Justement, comme c'est un engagement on me dit : « Maintenant que tu as fais ça tu peux te taire, tu peux faire autre chose maintenant on t'as entendu, c'est bon maintenant ! » C'est encore une autre forme de violence qu'ils manifestent sans s'en rendre compte ! C'est une nouvelle forme de déni, ils n'ont pas envie d'entendre ce message. C'est là-dessus que l'on doit travailler : pourquoi ils ne veulent pas entendre ce message ? On n'est pas obligé d'aimer ma musique, ce n'est pas ce que je dis, mais pourquoi s'interdire de parler de ce sujet ? Eux, ils ont des chants militants ou des chansons d'amour sans que jamais on leur demande de chanter autre chose que cela. Et moi je chante deux, trois fois et on me dit de chanter autre chose.

Cet album c'est le début d'une longue histoire ou ça s’arrêtera là ?

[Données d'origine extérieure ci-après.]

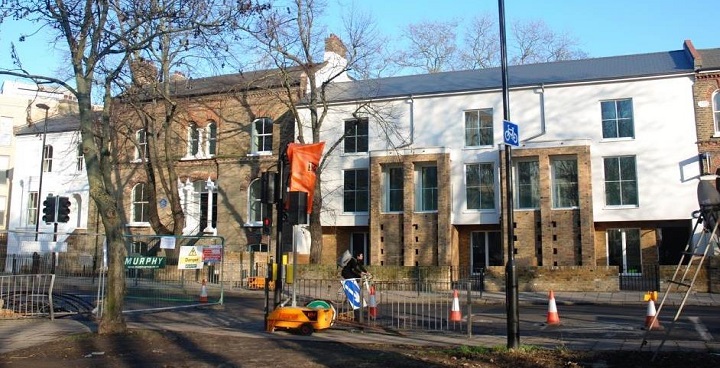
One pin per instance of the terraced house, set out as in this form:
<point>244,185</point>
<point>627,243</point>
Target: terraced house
<point>605,174</point>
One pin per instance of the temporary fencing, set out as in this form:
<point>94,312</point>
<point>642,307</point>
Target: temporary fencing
<point>397,304</point>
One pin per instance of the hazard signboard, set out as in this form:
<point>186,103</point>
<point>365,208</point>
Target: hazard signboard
<point>190,258</point>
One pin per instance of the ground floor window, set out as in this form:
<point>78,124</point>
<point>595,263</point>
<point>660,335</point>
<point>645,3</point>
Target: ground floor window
<point>486,249</point>
<point>623,247</point>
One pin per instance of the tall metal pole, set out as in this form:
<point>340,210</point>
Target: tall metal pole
<point>280,214</point>
<point>511,286</point>
<point>42,169</point>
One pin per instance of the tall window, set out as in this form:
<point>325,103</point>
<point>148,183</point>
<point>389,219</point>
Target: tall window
<point>527,191</point>
<point>3,207</point>
<point>47,158</point>
<point>716,110</point>
<point>262,135</point>
<point>617,118</point>
<point>211,131</point>
<point>33,200</point>
<point>623,247</point>
<point>427,191</point>
<point>356,135</point>
<point>620,181</point>
<point>356,191</point>
<point>141,151</point>
<point>4,167</point>
<point>193,140</point>
<point>141,211</point>
<point>255,207</point>
<point>487,250</point>
<point>480,186</point>
<point>565,185</point>
<point>80,159</point>
<point>394,189</point>
<point>478,128</point>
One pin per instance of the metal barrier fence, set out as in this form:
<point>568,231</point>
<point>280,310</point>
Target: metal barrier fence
<point>424,305</point>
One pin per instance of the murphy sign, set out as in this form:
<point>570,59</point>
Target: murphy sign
<point>144,262</point>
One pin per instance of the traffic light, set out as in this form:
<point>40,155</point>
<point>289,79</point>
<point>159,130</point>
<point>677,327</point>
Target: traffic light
<point>63,209</point>
<point>267,225</point>
<point>49,208</point>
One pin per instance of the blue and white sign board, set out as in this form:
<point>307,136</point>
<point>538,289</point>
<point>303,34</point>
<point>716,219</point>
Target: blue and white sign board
<point>352,291</point>
<point>511,133</point>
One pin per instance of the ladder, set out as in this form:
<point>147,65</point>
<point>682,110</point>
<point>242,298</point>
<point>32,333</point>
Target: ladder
<point>683,277</point>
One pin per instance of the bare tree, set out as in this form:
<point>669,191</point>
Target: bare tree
<point>433,47</point>
<point>481,48</point>
<point>534,42</point>
<point>99,44</point>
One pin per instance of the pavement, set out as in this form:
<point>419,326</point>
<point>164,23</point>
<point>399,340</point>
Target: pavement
<point>239,315</point>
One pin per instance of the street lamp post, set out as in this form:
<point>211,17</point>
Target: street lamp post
<point>42,169</point>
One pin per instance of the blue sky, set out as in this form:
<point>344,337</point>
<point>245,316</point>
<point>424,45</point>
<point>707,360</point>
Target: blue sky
<point>602,28</point>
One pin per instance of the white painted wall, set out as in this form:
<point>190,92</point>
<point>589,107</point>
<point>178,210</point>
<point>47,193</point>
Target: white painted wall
<point>664,142</point>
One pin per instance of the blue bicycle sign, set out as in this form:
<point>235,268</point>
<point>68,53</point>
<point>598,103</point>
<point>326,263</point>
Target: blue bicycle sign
<point>511,133</point>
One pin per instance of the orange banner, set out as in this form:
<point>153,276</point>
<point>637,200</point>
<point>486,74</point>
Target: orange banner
<point>304,161</point>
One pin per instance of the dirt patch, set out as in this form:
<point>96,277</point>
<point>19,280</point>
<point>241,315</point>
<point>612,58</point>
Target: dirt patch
<point>148,348</point>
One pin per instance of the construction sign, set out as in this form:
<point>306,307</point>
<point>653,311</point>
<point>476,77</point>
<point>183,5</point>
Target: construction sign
<point>304,161</point>
<point>190,257</point>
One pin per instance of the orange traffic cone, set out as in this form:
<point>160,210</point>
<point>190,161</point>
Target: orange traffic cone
<point>372,308</point>
<point>553,318</point>
<point>455,315</point>
<point>203,293</point>
<point>651,320</point>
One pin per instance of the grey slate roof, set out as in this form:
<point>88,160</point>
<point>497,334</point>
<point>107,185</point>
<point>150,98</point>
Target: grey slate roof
<point>57,124</point>
<point>710,59</point>
<point>571,71</point>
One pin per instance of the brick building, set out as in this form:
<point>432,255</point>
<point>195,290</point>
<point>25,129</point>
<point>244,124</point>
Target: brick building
<point>605,174</point>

Je pense qu'il y aura une suite parce qu'avec ce projet là, j'ai rencontré des musiciens qui me suivent. Nous avons commencé à bosser d'autres chansons, un nouveau répertoire même si on continue à chanter évidemment cet album là. On élargit dans une espèce de synergie qui commence à vivre. On se projette un peu plus loin maintenant et nous allons de l'avant. Ce sera quelque chose de très musical avec un travail d'écriture important. J'ai aussi d'autres projets sous le coude, du théâtre, de la BD...

 

Publié le 28/10/2019 Auteur : Jérôme Gaillard // Ann O' Aro ©Jérôme Gaillard

« Ann O’aro », premier album éponyme (Produit par Philippe Conrath) Cobalt / BUDA Musique (distribution France, Socadisc)

En concert au Boeuf sur le toit à Lons Le Saunier à 18h00 en 1ère partie de Danyel Waro [22€ à 17€]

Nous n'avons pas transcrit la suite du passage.